3
votes

I'm developing an clojure API and I want to everytime I start my server, run the tests before it.

I've found the function (run-tests) and (run-all-tests) but clojure says that this function does not exist at that namespace. If I put (:use clojure.test) at my ns, the function works, but it runs tests from libs that I'm using and from clojure core.

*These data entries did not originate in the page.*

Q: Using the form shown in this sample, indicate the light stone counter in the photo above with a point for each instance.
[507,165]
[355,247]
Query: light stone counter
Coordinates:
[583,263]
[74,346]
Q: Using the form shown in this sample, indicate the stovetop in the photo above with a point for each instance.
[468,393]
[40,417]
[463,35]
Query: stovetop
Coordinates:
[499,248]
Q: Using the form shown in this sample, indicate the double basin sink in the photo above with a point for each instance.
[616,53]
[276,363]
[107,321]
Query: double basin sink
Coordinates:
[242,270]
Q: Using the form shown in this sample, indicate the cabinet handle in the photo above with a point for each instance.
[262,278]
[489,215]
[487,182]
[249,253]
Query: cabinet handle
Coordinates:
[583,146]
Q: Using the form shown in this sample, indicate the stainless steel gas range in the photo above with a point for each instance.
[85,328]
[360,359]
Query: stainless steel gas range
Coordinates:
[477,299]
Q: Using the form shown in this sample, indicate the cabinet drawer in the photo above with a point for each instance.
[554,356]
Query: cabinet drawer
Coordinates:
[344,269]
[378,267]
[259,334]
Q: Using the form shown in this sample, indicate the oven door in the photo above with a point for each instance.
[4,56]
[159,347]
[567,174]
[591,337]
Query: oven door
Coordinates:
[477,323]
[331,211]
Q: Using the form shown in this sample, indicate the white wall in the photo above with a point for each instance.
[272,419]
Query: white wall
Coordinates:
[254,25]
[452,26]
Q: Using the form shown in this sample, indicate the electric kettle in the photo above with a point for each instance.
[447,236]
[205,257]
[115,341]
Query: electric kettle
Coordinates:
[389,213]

Here is my handler, where I placed the main method, then I want that "lein run" runs my tests then start the server.

(ns clojure-api.handler
  (:use compojure.core)
  (:require [compojure.route :as route]
            [org.httpkit.server :refer [run-server]]))

(defroutes app-routes 
    ;routes...
)

(def app
  (-> app-routes
      ;Some middleware))

(defn -main  
  [& args]
  (println "Running bank tests")
  (run-all-tests)
  (println "Starting server")
  (run-server app {:port 3000}))
2
Typically you have some type of CI setup that runs the tests before deploying. This isn't a typical way to handle running tests. You could just write a bash script that runs the tests and if successful run the server. That may be more simple to implement? I'm making an assumption that you don't need to specifically run the tests in the manner mentioned in your question.Slae
Also note, that whatever way you chose to run the tests, you might have to put them now under your regular sources to actually have them ready to run. E.g. if you want to do that with your uberjar, then the test files are usually not part of the generated artifact.cfrick
I understand that this is not a typical structure, but I wanted to run the tests before the server because this application is a college project and this procedure would be used for the presentation.pitalig

2 Answers

1
votes

You can specify for what namespaces to run tests via (run-tests 'ns-one-test 'ns-two-test).

(defn -main  
  [& args]
  (println "Running bank tests")
  (run-tests 'ns-one-test 'ns-two-test)
  (println "Starting server")
  (run-server app {:port 3000}))

This would work and only run the tests in the specified namespaces.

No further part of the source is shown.